Scorsese e Lebowitz na New York Public Library |
Eis um encontro feliz de um cineasta e uma escritora: Faz de Conta que Nova Iorque É uma Cidade (Netflix) é uma mini-série de Martin Scorsese sobre Fran Lebowitz em que os valores culturais dominantes são discutidos de modo acutilante e bem humorado — este texto foi publicado no Diário de Notícias (23 janeiro).
De que falamos quando falamos de Nova Iorque? Para muitos cinéfilos (e não só…) a resposta poderá ser: falamos dos filmes de Martin Scorsese. De Mean Streets (1973) a O Lobo de Wall Street (2013), passando por Taxi Driver (1976) ou Gangs de Nova Iorque (2002), a sua obra é um espantoso painel, de uma só vez histórico e mitológico, sobre a “Big Apple”. Não admira que Scorsese se interessasse por escutar a escritora Fran Lebowitz (n. 1950), ela que se tornou um verdadeiro emblema da cidade, sempre com pontos de vista polémicos, bem humorados e saudavelmente provocatórios. O resultado do encontro Lebowitz/Scorsese é um dos acontecimentos mediáticos do momento: uma mini-série da Netflix (sete episódios de meia hora) com o título deliciosamente ambíguo de Faz de Conta que Nova Iorque É uma Cidade.
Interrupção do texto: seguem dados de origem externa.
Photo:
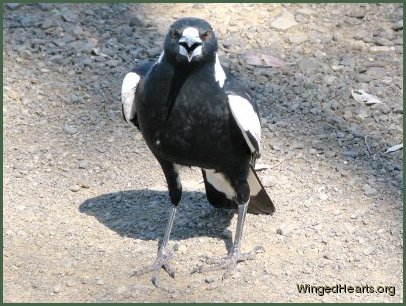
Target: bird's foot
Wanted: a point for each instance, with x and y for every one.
(228, 263)
(161, 262)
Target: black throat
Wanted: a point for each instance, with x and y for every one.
(179, 77)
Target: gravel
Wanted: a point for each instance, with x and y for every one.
(85, 202)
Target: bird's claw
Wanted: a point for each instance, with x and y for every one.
(161, 262)
(228, 263)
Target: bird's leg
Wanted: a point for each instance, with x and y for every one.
(164, 254)
(235, 256)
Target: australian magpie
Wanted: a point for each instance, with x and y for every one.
(192, 113)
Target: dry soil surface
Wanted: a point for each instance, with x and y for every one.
(85, 202)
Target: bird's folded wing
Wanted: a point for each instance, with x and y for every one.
(247, 120)
(128, 90)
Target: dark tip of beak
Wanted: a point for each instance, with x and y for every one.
(191, 48)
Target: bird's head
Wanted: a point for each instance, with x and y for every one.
(190, 40)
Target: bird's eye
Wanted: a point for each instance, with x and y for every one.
(206, 35)
(176, 34)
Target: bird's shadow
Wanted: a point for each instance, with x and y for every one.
(143, 214)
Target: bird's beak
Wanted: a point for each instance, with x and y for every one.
(190, 44)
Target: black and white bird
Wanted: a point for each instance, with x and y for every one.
(192, 113)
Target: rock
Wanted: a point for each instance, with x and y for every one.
(337, 67)
(368, 190)
(48, 23)
(330, 79)
(44, 6)
(13, 6)
(330, 154)
(323, 196)
(70, 129)
(99, 281)
(57, 59)
(319, 54)
(82, 164)
(377, 49)
(284, 229)
(297, 38)
(69, 17)
(284, 21)
(305, 11)
(70, 283)
(398, 25)
(135, 22)
(75, 188)
(376, 71)
(350, 153)
(357, 13)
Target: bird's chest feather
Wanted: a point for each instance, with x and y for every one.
(188, 121)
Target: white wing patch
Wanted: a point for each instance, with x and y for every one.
(160, 58)
(219, 73)
(220, 183)
(128, 89)
(246, 118)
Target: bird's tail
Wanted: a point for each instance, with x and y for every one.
(260, 202)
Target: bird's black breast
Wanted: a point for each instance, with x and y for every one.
(185, 118)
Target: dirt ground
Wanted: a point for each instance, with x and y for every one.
(85, 202)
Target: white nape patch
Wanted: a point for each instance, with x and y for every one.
(128, 89)
(246, 118)
(219, 73)
(220, 183)
(160, 57)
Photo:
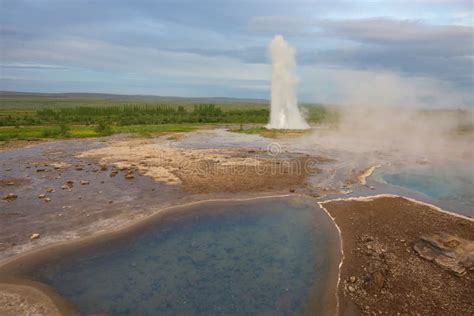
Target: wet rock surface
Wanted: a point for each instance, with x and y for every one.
(54, 202)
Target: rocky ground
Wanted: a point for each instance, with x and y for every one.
(382, 273)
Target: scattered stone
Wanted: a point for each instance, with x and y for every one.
(34, 236)
(449, 252)
(10, 197)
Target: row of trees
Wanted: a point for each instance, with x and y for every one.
(138, 114)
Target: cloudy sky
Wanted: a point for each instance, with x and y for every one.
(415, 52)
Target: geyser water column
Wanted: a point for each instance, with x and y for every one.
(284, 112)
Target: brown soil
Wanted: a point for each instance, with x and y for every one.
(382, 274)
(29, 298)
(208, 170)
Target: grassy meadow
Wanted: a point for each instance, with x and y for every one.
(34, 117)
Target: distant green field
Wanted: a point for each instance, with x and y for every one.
(35, 118)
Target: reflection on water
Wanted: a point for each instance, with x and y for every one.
(260, 257)
(450, 184)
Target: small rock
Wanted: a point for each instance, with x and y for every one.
(10, 197)
(34, 236)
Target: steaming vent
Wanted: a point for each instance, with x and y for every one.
(284, 112)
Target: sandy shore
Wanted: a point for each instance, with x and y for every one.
(382, 274)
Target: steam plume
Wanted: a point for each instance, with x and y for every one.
(284, 109)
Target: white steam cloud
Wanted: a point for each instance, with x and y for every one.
(284, 113)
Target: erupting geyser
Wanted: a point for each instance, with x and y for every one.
(284, 112)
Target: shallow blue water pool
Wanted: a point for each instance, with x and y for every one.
(450, 185)
(267, 257)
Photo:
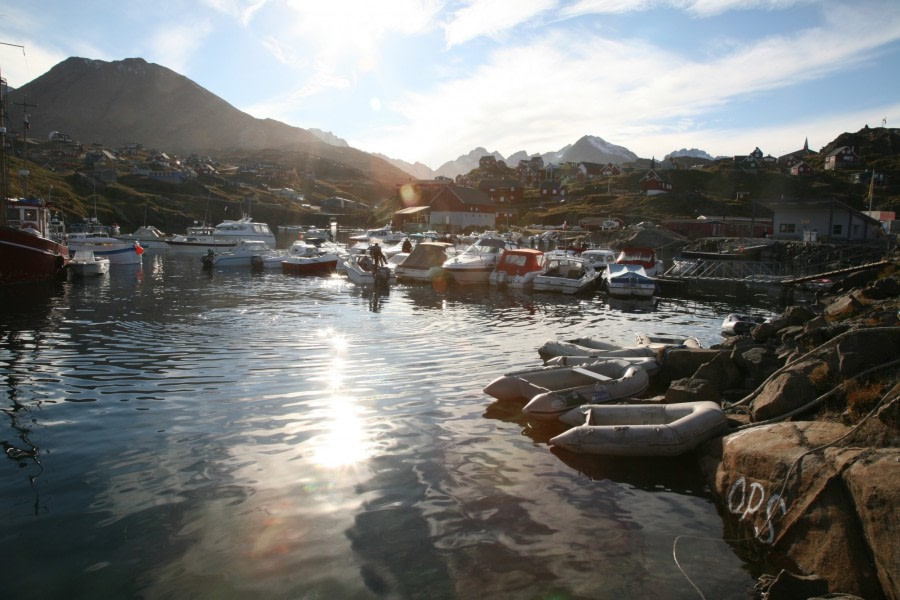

A sua relação de amizade tinha já dado origem ao documentário Public Speaking (2010), organizado a partir do mesmo princípio de diálogo e escuta. Depois, Scorsese convidou Lebowitz a participar em O Lobo de Wall Street, entregando-lhe o pequeno papel de uma juíza que, a certa altura, avalia os crimes praticados pelo corretor da bolsa Jordan Belfort (Leonardo DiCaprio).
Digamos, para simplificar, que Lebowitz é mestre da arte da contradição: “Os maus hábitos podem matar, eu vi isso. Mas não são os bons hábitos que nos vão salvar.” Expor um ponto de vista, seja sobre o que for — da maneira como os novaiorquinos caminham na rua até à decisão de colocar bancas de livros em Times Square, passando pelos efeitos do movimento #MeToo —, envolve sempre algum desafio. A quê? Ao que se instalou nas nossas vidas como saber adquirido ou certeza impossível de questionar.
Daí o seu fascínio pelas crianças, alheio a qualquer infantilismo: “As crianças pequenas constituem o grupo de pessoas menos irritantes porque são as mais improváveis de dizer qualquer coisa que já ouvimos um milhão de vezes. Não estão cheias de clichés. São mais originais que os adultos.” Tudo isto é-nos apresentado, não através do cliché televisivo (um microfone que regista um depoimento sobre um qualquer “tema”), antes como um exercício de celebração da fala e da frágil energia das palavras: “Não tenho poder”, diz Lebowitz, “mas opiniões não me faltam.”
Scorsese filmou uma longa conversa com Lebowitz numa sala (café/restaurante) do clube teatral The Players onde existe uma muito antiga mesa de bilhar — entre as preciosidades da decoração está o taco de bilhar que aí foi usado por Mark Twain. Tais momentos surgem entrecortados por diversos registos em video ou entrevistas televisivas, envolvendo, por exemplo, a escritora Toni Morrison e personalidades do cinema como Spike Lee, Alec Baldwin ou Olivia Wilde.
Um cenário incrível que vai pontuando os episódios é o “panorama” de Nova Iorque patente no Queens Museum of Art: uma réplica a três dimensões que ocupa uma superfície de quase 900 m2. Isto sem esquecer os sofisticados efeitos de montagem que levam Scorsese a “ilustrar” as ideias de Lebowitz com imagens de especial impacto: assim, quando ela fala do valor da arte ou do gosto pelas festas surgem, respectivamente, Marvin Gaye a ensaiar com a sua banda e um extracto da cena do baile de O Leopardo (1963), de Luchino Visconti, com Claudia Cardinale e Alain Delon [untappednewyork].
O “excesso” de opiniões que Lebowitz reconhece na sua postura decorre de uma lógica de vida — logo, de um método de pensamento — que não tem receio de expor a sua resistência aos valores “sociais” dominantes. Ela é, afinal, alguém que insiste em lembrar que não possui nem computador nem telemóvel; em boa verdade, mesmo no começo da sua actividade de jornalista (escreveu, por exemplo, para a revista Interview, de Andy Warhol), nem sequer usava uma máquina de escrever. Lebowitz pertence a um continente cultural que se define, antes de tudo o mais, a partir de uma relação apaixonada com os livros. O que, bem entendido, Scorsese acolhe com carinho e entusiasmo.